Um estudo conduzido por Souza (2018) investigou o fenômeno no cruzamento dos Andes, com foco na rota Santiago/Mendoza. Essa rota é a preferencial para o cruzamento da cordilheira, mas também apresenta proximidade com o pico Aconcágua (o mais alto das Américas, com 6962 metros) apresenta muitos registros de turbulência na região. Foram usados os dados de QNH (pressão reduzida ao nível do mar) dos aeroportos de SCEL (Santiago) e SAME (Mendoza) e os dados de direção e velocidade do vento no FL180 (500 mb) dos dias identificados com turbulência, assim como cartas de previsões, nos anos de 2016 e 2017.

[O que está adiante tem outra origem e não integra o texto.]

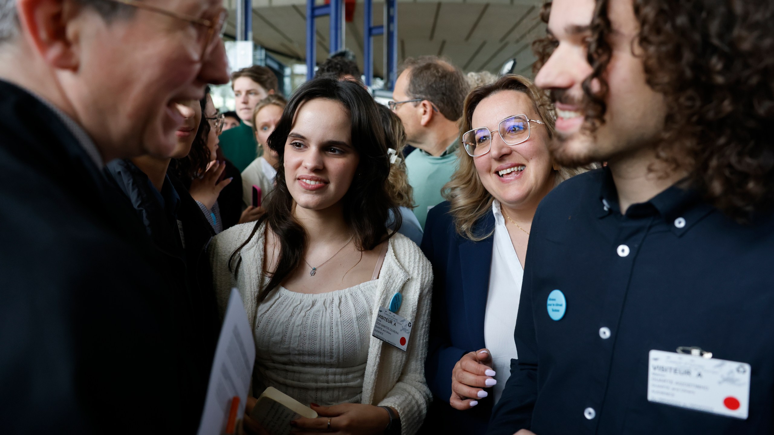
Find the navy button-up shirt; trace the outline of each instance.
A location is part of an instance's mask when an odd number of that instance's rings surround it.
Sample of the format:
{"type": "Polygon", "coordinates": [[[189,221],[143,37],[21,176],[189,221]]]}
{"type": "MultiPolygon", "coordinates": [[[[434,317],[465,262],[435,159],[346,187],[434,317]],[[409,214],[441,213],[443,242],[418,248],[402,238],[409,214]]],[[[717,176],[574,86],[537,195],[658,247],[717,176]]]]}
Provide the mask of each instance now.
{"type": "Polygon", "coordinates": [[[527,252],[519,359],[488,433],[774,432],[771,214],[741,225],[673,187],[622,215],[605,168],[546,197],[527,252]],[[648,401],[649,352],[681,346],[751,365],[747,420],[648,401]]]}

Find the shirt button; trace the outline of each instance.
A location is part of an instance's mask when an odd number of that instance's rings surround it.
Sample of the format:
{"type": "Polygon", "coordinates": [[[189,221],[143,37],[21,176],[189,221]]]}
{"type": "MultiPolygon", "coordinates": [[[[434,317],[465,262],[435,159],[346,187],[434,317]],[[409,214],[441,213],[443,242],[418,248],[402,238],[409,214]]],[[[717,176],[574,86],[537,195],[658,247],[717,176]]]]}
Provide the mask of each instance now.
{"type": "Polygon", "coordinates": [[[602,327],[599,328],[599,336],[602,338],[610,338],[610,328],[608,327],[602,327]]]}
{"type": "Polygon", "coordinates": [[[619,257],[625,257],[628,255],[628,246],[625,245],[618,245],[618,249],[615,250],[618,253],[619,257]]]}

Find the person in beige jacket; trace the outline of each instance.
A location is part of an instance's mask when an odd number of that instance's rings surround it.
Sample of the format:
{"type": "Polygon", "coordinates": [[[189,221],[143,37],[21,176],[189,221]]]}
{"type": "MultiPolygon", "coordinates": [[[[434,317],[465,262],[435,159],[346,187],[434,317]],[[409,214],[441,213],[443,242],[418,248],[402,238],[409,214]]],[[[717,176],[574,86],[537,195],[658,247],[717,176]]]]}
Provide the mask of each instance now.
{"type": "Polygon", "coordinates": [[[305,83],[268,141],[279,163],[265,214],[209,248],[221,313],[237,287],[253,327],[253,395],[272,386],[310,406],[320,416],[292,422],[300,433],[412,435],[430,401],[432,269],[385,226],[391,210],[400,213],[386,190],[384,138],[362,87],[305,83]],[[411,322],[406,351],[372,335],[380,307],[411,322]]]}

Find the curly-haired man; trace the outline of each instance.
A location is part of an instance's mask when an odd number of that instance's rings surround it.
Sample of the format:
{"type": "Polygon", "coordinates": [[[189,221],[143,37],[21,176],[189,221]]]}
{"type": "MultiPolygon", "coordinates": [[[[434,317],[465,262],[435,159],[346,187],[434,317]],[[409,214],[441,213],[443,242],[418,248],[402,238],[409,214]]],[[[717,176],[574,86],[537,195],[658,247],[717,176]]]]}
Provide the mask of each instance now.
{"type": "Polygon", "coordinates": [[[488,433],[774,432],[774,8],[543,15],[554,158],[607,165],[537,210],[488,433]]]}

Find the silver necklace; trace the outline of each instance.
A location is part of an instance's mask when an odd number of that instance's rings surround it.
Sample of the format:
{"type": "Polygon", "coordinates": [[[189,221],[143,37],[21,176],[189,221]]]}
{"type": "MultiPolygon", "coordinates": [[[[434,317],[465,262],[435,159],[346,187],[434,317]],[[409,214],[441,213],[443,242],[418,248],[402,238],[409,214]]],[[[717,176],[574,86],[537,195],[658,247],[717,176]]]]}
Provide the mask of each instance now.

Considerando que a construção do Ábaco de Harrison tem por base apenas valores positivos de diferença de pressão (SCEL/SAME) e de componente do vento normal à cordilheira, houve uma probabilidade de Detecção (fração do total de eventos que ocorreu e foi corretamente previsto pelo modelo) de 85,3%. Isso mostra que o ábaco pode servir como ferramenta no auxílio ao Previsor na identificação de possíveis turbulências para o cruzamento da Cordilheira dos Andes.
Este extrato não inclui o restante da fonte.